蠢く身体3

 そんなものかな……と思いながら、怒ってくれていたイツカに少し嬉しさもある。大喧嘩してまだ謝れてもいないのに、引き受けてくれたのだから。

「では……ナツキ様」

 レイモンドはナツキの手に触れる。

「どうなさいますか?私に権限をお与えになりますか?」

 ミズナギ様を体から出す……か。

「……一つ聞きたいんですけど」

「何でしょうか?」

「どうやって出すんですか?魔法みたいな呪文でパパッと?」

 笑って両手を空中で遊ばせると、レイモンドは頭を振る。

「いいえ。物理的に私の手であなたを切ります」

 レイモンドは胸元から小さなポケットナイフを取り出した。銀製で美しい装飾が施され、切っ先に向かって鋭く光っている。

「これであなたを切ります」

 ヒッとナツキが声を上げると、レイモンドは頷いた。

「言葉だけで聞くと恐ろしいかも知れませんが、肉体にはオーラが存在します。それを切り、あなたの中にあるミズナギ様を取り出します」

「オーラ?なんかスピリチュアルな感じ?」

「そうですね。アレとは少し違うのですが、分かりにくいので同じだと思ってください。皮は切れてしまいますが、切った後は必ず綺麗に元に戻ります」

「ちなみに……どこを切るの?」

 ごくりと唾を飲んだナツキの額にレイモンドは人差し指を当てた。

「ここです。
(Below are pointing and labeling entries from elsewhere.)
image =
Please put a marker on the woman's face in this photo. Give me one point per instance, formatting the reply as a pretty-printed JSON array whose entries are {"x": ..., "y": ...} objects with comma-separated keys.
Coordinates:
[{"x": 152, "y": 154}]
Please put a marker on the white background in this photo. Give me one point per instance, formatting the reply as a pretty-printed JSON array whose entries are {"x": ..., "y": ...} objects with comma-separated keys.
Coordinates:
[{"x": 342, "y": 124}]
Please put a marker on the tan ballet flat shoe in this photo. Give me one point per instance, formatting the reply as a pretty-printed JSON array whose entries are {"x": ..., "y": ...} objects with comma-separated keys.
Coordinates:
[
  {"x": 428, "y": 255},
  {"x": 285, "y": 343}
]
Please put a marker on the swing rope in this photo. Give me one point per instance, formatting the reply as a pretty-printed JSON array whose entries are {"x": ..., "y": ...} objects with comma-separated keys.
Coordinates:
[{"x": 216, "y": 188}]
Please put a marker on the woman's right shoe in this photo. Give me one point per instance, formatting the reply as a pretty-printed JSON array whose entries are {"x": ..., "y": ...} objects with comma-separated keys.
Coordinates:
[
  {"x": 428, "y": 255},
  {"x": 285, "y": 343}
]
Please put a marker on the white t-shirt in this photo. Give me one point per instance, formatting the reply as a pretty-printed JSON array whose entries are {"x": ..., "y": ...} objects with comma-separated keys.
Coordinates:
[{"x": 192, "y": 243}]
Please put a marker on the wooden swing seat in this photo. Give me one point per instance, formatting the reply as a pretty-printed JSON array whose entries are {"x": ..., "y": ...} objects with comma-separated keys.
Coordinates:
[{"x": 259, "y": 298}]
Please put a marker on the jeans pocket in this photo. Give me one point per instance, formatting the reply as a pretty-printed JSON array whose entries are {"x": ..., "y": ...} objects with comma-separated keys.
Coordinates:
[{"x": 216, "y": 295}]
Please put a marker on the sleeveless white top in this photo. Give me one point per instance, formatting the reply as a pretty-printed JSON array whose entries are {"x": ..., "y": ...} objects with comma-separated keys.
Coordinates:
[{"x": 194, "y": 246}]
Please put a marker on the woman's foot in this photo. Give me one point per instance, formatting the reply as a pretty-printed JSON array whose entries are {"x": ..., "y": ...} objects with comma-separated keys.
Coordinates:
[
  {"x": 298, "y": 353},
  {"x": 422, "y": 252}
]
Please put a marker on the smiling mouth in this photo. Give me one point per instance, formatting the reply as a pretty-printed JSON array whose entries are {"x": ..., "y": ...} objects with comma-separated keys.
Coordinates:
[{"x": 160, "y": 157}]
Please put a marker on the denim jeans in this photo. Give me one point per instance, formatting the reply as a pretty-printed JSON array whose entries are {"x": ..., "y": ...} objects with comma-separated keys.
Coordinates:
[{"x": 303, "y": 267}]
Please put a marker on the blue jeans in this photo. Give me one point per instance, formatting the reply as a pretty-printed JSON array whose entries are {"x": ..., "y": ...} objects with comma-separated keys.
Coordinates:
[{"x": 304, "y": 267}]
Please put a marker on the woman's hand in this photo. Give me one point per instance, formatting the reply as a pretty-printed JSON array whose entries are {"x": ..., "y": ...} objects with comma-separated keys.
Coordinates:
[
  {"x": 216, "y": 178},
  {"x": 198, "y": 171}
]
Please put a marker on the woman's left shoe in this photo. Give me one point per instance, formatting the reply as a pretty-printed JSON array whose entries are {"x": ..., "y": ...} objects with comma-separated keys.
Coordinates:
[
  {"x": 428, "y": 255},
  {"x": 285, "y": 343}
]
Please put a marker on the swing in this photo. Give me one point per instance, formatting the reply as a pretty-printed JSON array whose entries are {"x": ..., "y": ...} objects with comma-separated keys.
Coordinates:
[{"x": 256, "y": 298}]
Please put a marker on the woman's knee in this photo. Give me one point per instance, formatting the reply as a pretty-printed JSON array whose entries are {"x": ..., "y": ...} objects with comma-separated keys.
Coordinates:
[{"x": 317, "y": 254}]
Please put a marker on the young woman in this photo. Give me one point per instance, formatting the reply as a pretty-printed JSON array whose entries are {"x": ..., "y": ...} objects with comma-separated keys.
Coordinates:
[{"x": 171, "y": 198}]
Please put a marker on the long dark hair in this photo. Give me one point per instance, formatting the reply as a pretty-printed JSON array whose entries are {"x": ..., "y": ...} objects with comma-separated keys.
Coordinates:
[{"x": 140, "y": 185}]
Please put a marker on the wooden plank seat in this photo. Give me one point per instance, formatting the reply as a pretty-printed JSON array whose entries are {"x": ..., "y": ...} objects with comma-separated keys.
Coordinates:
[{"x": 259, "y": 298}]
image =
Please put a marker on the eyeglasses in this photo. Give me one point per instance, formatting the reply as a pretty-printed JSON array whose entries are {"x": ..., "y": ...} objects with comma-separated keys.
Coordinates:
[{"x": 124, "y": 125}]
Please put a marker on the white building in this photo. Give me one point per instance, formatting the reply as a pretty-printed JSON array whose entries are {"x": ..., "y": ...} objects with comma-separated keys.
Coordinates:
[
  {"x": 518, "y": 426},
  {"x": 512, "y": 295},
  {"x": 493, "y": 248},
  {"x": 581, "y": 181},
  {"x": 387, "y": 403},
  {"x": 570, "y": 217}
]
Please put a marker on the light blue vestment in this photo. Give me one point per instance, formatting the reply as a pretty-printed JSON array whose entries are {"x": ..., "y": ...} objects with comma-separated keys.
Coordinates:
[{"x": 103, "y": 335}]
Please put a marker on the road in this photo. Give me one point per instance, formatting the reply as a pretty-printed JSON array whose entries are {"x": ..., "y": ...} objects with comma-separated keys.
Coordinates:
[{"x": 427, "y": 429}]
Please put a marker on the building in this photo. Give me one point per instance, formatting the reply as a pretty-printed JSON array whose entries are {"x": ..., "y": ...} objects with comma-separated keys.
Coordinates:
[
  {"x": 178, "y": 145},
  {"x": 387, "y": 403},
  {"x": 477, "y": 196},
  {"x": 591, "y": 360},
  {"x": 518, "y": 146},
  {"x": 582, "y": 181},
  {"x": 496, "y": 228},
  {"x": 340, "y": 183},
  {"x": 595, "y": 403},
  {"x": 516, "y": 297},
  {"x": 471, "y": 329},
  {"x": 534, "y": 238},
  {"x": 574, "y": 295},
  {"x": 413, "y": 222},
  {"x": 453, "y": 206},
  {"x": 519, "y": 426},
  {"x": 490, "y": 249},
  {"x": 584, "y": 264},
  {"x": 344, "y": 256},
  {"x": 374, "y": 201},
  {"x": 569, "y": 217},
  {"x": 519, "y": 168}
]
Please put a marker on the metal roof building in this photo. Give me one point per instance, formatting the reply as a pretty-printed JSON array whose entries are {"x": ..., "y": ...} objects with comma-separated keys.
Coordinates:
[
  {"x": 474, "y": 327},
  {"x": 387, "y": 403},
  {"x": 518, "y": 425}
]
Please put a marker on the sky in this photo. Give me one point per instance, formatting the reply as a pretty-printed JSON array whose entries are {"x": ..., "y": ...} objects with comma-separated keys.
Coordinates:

ここからまっすぐに切り首元まで進みます。そこから少し剥ぎ、私の手で取り出します」

 想像してナツキの顔が青くなる。

「……怖いなあ。もし……切らなくて……ミズナギ様が自分で出てきた場合はどんな風になるの?」

「お聞きになりますか?」

「……参考程度に」

 レイモンドは声には出さずナツキの目の前で何かを引き裂くように両手を広げた。それを見てナツキは顔を背ける。

「……やっぱりいいです。言わなくて」

 ナツキの様子にレイモンドは声を出して笑った。

「お任せくだされば悪いようにはいたしません。お約束いたします」

 両手を大きな手で包まれてナツキは頷いた。

「分かりました。お願いします……けど明日でもいいですか?」

「かまいませんが……まだ何か?」

 ナツキは笑うと冷蔵庫を指差した。

「実は……冷蔵庫に取って置きのケーキが入ってて、まだ食べてないから。ミズナギ様を出しちゃったら、当分動けないんですよね?腐っちゃったら困るし」

「そうですか。ではお茶をお入れしましょう」

 するっと立ち上がりレイモンドはキッチンへ向かう。ナツキは彼の背中を見ながら頷くと決心したように立ち上がった。